Here are some budget categories to help you organize your needs and wants.
More examples of needs vs. wants
So, now that you know how to tell the difference between the two, or at least a sense of it (which is a great start), let’s get into some more nuanced examples that we can use to get an understanding of how they really differ.
- Food (up to a certain number of calories)
- Rent or mortgage payments (shelter)
- Clothing (for warmth)
- Medical care
- Car payments/gas/insurance (if you need it to get to work)
- Food (past a certain number of calories)
- Voss Water
- A 4 bed, 4 bath house for a married couple with no kids
- Designer clothes
- Spa treatments
- A Porsche 911 Carrera S
The list goes on and on, but you should already have a rough idea of what wants and needs are by now. Always prioritize needs over wants, regardless of the circumstances.
Needs that AREN’T actually needs
As mentioned, the line between wants and needs may be challenging to draw, especially when you have yet to get the hang of distinguishing needs and wants. Here are some examples of “needs” that aren’t actually needs:
While it’s true that we all need food, for most people (especially those in developed countries), a diet meal service is not essential. Suppose you want to lose weight and you feel like you can afford it.In that case, this kind of service can be an effective shortcut to your weight loss goals—but it’s also possible to achieve your weight loss goals without spending money on something like that.

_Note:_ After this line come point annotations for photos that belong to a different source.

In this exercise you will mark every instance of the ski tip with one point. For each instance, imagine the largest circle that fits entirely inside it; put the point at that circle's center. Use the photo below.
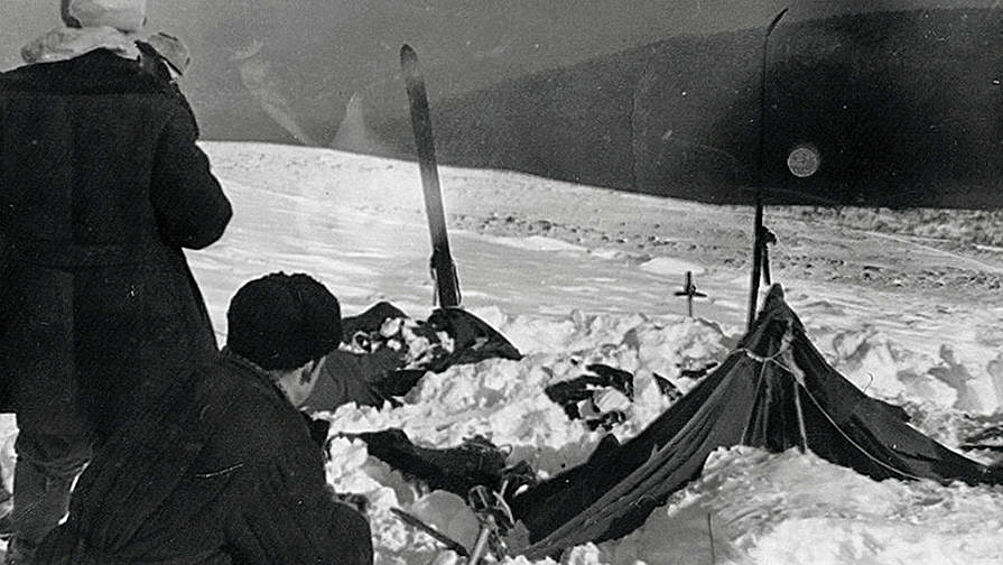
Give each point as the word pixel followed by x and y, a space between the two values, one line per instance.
pixel 407 53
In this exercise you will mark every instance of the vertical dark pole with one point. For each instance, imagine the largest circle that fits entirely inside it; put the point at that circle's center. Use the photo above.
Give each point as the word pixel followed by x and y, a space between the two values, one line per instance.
pixel 757 235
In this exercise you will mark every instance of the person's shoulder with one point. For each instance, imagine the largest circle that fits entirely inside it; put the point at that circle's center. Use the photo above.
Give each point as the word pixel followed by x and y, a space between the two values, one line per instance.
pixel 93 73
pixel 244 403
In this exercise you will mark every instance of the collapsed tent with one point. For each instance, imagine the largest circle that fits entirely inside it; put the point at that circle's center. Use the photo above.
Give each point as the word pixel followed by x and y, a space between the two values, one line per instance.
pixel 386 352
pixel 774 391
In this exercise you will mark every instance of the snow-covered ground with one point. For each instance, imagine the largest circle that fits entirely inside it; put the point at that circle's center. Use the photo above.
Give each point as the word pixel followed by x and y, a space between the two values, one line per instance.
pixel 573 275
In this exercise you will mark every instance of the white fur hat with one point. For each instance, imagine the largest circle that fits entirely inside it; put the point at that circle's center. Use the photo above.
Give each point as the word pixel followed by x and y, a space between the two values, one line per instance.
pixel 124 15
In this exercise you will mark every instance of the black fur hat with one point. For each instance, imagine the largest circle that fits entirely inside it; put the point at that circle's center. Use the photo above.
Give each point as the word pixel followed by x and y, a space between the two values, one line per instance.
pixel 282 321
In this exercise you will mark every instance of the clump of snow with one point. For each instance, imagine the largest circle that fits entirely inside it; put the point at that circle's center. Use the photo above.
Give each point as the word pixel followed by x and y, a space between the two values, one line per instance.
pixel 670 267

While there’s no question that working out is essential for your well-being, you don’t need any special equipment to do it. Just do sit-ups, push-ups, or jumping jacks in your living room for free! Or take a hike outdoors.
The Latest iPhone
Oooh, a controversial one. Sure, your phone may have crapped out on you. You’ve probably been updating the iOS as recommended and now your phone is too slow. (Planned obsolescence, anyone?) But you know what, you technically didn’t have to buy that iPhone in the first place knowing Apple does this with their phones. And just a disclaimer, I have an iPhone and love it. It is a want that I choose to indulge in, and most definitely a privilege.

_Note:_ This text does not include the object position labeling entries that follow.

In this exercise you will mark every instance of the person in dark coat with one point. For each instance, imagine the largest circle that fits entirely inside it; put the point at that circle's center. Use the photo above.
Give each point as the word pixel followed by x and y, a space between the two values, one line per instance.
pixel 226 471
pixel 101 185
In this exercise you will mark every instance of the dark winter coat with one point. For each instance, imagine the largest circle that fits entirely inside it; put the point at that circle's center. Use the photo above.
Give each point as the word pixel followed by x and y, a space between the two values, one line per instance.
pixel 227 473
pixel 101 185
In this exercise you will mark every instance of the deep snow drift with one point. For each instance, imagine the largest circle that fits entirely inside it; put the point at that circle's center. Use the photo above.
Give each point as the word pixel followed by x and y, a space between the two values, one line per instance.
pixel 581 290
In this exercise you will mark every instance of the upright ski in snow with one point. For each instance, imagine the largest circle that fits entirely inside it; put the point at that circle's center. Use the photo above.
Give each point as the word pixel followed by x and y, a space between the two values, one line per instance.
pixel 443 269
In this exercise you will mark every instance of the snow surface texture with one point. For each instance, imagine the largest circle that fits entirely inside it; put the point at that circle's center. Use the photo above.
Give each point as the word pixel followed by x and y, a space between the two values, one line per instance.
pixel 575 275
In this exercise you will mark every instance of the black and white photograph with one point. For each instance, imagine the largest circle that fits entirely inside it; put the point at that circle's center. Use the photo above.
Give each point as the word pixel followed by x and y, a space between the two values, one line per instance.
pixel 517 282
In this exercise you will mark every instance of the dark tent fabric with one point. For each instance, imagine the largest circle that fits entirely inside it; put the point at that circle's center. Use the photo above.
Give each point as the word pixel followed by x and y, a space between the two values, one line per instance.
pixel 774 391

Who should apply the concept of needs vs. wants?
Anyone and everyone who uses a budgeting method should be applying this whenever categorizing purchases. Even if you don’t budget, it is a good idea to figure out and understand what is a need and what is a want.
Where can I apply needs and wants?
Needs and wants make it easy to prioritize our month-to-month expenses and long-term financial goals. You can apply your knowledge of needs and wants in any of the following budgeting methods and more:
- The 50/30/20 budgeting method
- The 70/20/10 budgeting method
- Zero-based budgeting
Almost every single budgeting method takes into account needs and wants in one form or another.
When should you apply needs vs. wants?
Furthermore, when you’re deciding when to buy something, mentally try and gauge where on the spectrum of needs vs. wants the item in question falls. As an exercise, this may help you to decide to not buy certain things that you may not need at a given time. Over time, this can save you significant amounts of money and potentially help propel you out of a living paycheck-to-paycheck status. And if you need further help, don’t hesitate to enlist the help of a fiduciary financial advisor.
We’ve all got needs that are ultimately unavoidable. But it is the wants that give our life meaning and purpose; they define who we are. That being said, it can be potentially complex and varies from household to household.